Сыновья Черноусовых с радостью готовились к предстоящему отъезду, Зинаида тоже хлопотала… Только ее мать, предчувствуя одинокую старость не могла сдерживать слезы, глядя на дочь и внуков. Впрочем, некоторые сомнения закрадывались и в сердце Зинаиды. Муж кроме всех прочих, привез ей и еще один подарок, правда она его никому, даже матери и близким подругам не показала – застеснялась. То была так называемая комбинация, короткая шелковая кружевная рубашка с бретельками, которую можно одевать и под платье, и на ночь, ложась в постель. В деревне бабы такую красоту видели только в кино и у тех же городских. Так вот ночью, лежа в этой своей нарядной комбинации рядом с долгожданным мужем, Зинаида нет-нет, да и высказывала ему свои опасения:
– Илюш… боюсь я что-то ехать. Ведь вся родня наша тут, и мама, и сестра двоюронная, и крестные. Отцы наши, твоя мать и все деды на кладбище здесь лежат. Как же так все бросить и уехать? Боязно. Может, избу пока не будем продавать? Мало ли что, вдруг возвращаться придется. Опять же Ленька с Васькой здесь в школу ходили. Понравится ли им в новой-то школе?

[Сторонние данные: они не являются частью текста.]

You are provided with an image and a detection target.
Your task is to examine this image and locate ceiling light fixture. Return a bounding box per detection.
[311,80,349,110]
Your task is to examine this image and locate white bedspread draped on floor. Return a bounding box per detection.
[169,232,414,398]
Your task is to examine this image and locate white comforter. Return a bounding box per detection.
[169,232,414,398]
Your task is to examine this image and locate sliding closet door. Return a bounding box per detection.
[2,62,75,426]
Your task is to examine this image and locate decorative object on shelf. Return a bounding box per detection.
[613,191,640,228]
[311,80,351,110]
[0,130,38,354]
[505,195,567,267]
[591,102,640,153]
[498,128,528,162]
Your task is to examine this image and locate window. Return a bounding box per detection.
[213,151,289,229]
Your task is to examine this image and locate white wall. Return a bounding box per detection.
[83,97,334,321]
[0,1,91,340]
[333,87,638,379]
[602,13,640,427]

– Слушай Зин… забодала ты меня. Все, с этой жизнью горбыльной кончать надо. Нечего в раскоряку стоять и тут, и там. Мы же уедем за три тысячи километров. Далеко очень далеко, совсем уедем. Потому тут ничего оставлять не надо, все продать. Дом, говоришь? Какой дом, жить-то там будем. А этот здесь без догляда по бревнышку по досточкам растащат. Продавать, пока покупатели есть, все продавать и корову, и курей и уток, – Илья не хотел обижать жену, и не говорил, что дом этот ему от его родителей достался и она тут, в общем-то, право голоса не имеет. – А родня, что родня. Вот будем в отпуска приезжать, гостить у матери твоей да рассказывать, как мы там хорошо живем. Я тебе это обещаю. А тут… тут жизнь, как она была никудышной, так и останется. Здесь же все оно неперспективное, деревни, колхозы. Здесь нечего ловить. Да и Ваське Яснову боле кланяться не хочу. Он тута до самой пенсии теперь бригадирить будет, никого не пустит. А там я вона, меньше чем за год в те бригадиры вышел. Там хоть есть для чего работать, а здесь для чего? Там же Целина, про нее вон везде и по радио говорят, и в кино кажут, и в газетах пишут. Там бригадиры ордена получают, в Герои Соцтруда выходят.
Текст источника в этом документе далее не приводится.